Während die kuratorische Praxis also vielerorts inklusiver geworden ist und sich bei der Darstellung von Differenz stärker um Gerechtigkeit bemüht, werden Forderungen an Museen lauter, sich offener und zugänglicher darzustellen und stärker um jene Menschen zu kümmern, die im Museumspublikum traditionell unterrepräsentiert sind. Heute wird von Museen mehr und mehr erwartet, dass sie sich sozial engagieren und gesellschaftliche Verantwortung wahrnehmen. Viele Besucher*innen, Community-Gruppen und Gleichstellungsaktivist*innen haben inzwischen erkannt, dass Museen mit ihrer Wirkungsmacht und ihrem Potenzial zu den Bedingungen beitragen, unter denen Vorurteile und Diskriminierung bekämpft sowie Gleichberechtigung und Fairness eingefordert werden (Sandell 2016). Vielen Museen eröffnet dieser Wandel spannende neue Möglichkeiten, sich stärker nach außen zu öffnen und nachhaltige Allianzen mit anderen Akteur*innen zu schmieden – etwa in den Themen- und Arbeitsfeldern Gleichberechtigung und sozialem Einbezug, Gesundheit, karitativem Engagement und sozialen Diensten. Durch Partnerschaften dieser Art können gesellschaftlich aktive Museen ihre Relevanz und Wirkung weiter steigern. Und während Museen als relevante Akteure immer sichtbarer in Erscheinung treten, trägt ein wachsender Bestand wissenschaftlicher Arbeiten und deren Anwendung in der Praxis und Sozialpolitik dazu bei, die gesellschaftlich aktive Rolle von Museen weltweit fester zu verankern.

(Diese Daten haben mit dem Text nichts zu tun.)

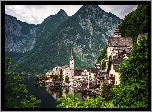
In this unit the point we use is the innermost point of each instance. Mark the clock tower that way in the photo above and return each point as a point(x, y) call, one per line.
point(71, 65)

Die spezifische Rolle von Museen und ihr gesellschaftlicher Beitrag
Inwieweit sind Museen also in der Lage, zu sozialer Gerechtigkeit beizutragen? Und über welche spezifischen Ressourcen und Eigenschaften, die sich für mehr Gerechtigkeit und Fairness nutzbar machen lassen, verfügen sie?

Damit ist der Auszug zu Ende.